133. It will be perceived that the letter alluded to by Mr. Holcombe, written in reply to some inquiries respecting my opinion of the cause of table turning, was published in the Philadelphia Inquirer, in July, 1853. This letter will show that I was at that time utterly incredulous of any cause of the phenomena excepting unconscious muscular action on the part of the persons with whom the phenomena were associated. The inferences of Faraday, tending to the same conclusion, I thoroughly sanctioned.

134. As no allusion to spirits as the cause had been made by this Herculean investigator in the letter which drew forth mine, they were not contemplated in my view of the subject. Had I ever heard spiritual agency assigned as a cause, so great was my disbelief of any such agency, that it would have made no impression on my memory.

135. Though present on several occasions when table turning was the subject of discussion, it was not, within my hearing, attributed to spiritual agency. In common with almost all educated persons of the nineteenth century, I had been brought up deaf to any testimony which claimed assistance from supernatural causes, such as ghosts, magic, or witchcraft.

136. Subsequently to my publication corroborating the inferences of Faraday, having, in obedience to solicitations already cited, consented to visit circles in which spiritual manifestations were alleged to be made, I was conducted to a private house at which meetings for spiritual inquiry were occasionally held.

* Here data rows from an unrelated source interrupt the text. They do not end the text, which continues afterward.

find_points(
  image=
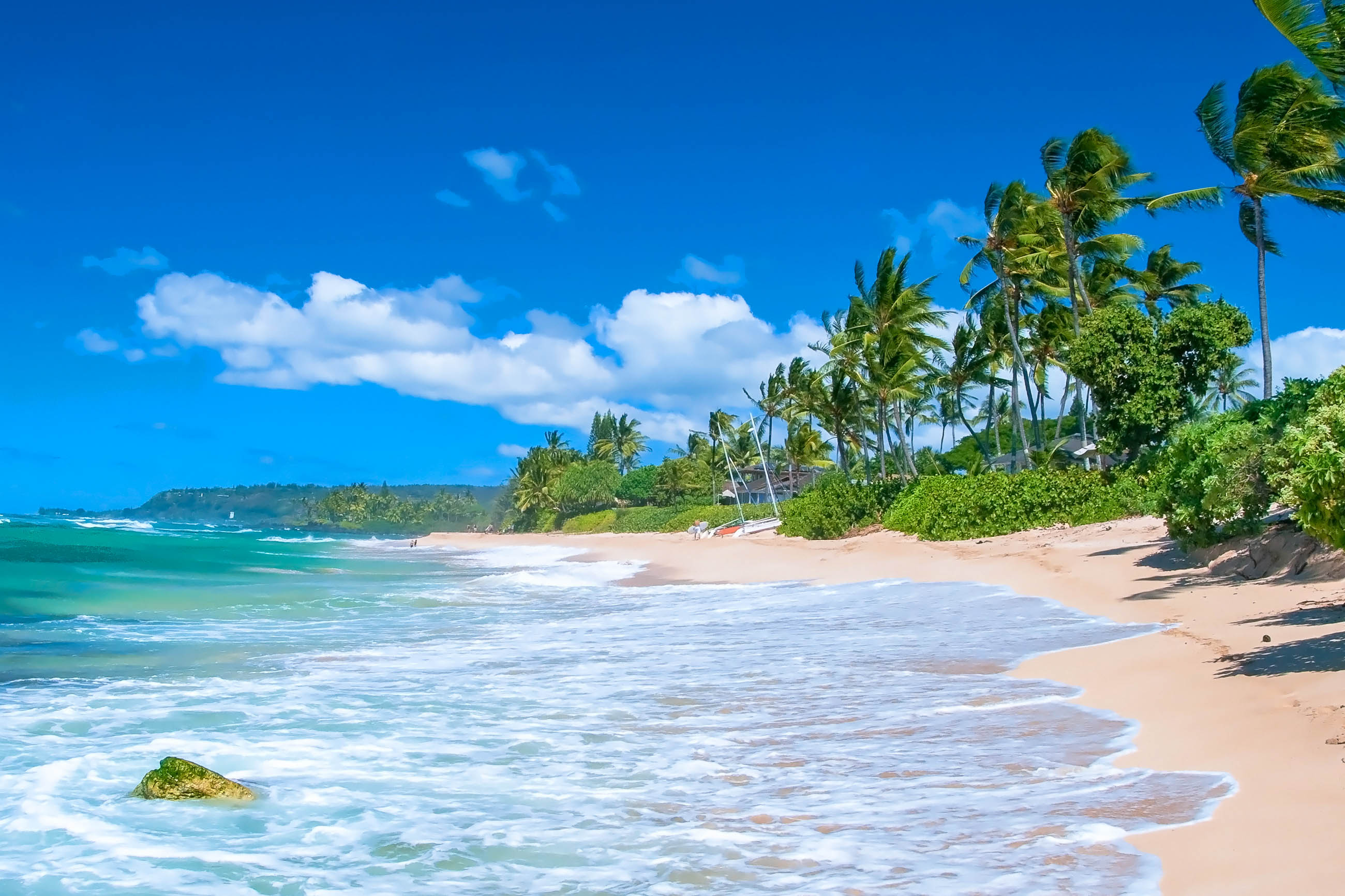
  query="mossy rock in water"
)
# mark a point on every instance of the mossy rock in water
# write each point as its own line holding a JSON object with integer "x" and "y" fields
{"x": 181, "y": 780}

137. Seated at a table with half a dozen persons, a hymn was sung with religious zeal and solemnity. Soon afterward tappings were distinctly heard as if made beneath and against the table, which, from the perfect stillness of every one of the party, could not be attributed to any one among them. Apparently, the sounds were such as could only be made with some hard instrument, or with the ends of fingers aided by the nails.

138. I learned that simple queries were answered by means of these manifestations; one tap being considered as equivalent to a negative; two, to doubtful; and three, to an affirmative. With the greatest apparent sincerity, questions were put and answers taken and recorded, as if all concerned considered them as coming from a rational though invisible agent.

139. Subsequently, two media sat down at a small table, (drawer removed,) which, upon careful examination, I found to present to my inspection nothing but the surface of a bare board, on the under side as well as upon the upper. Yet the taps were heard as before, seemingly against the table. Even assuming the people by whom I was surrounded, to be capable of deception, and the feat to be due to jugglery, it was still inexplicable. But manifestly I was in a company of worthy people, who were themselves under a deception if these sounds did not proceed from spiritual agency.

140. On a subsequent occasion, at the same house, I heard similar tapping on a partition between two parlours. I opened the door between the parlours, and passed to that adjoining the one in which I had been sitting. Nothing could be seen which could account for the sounds.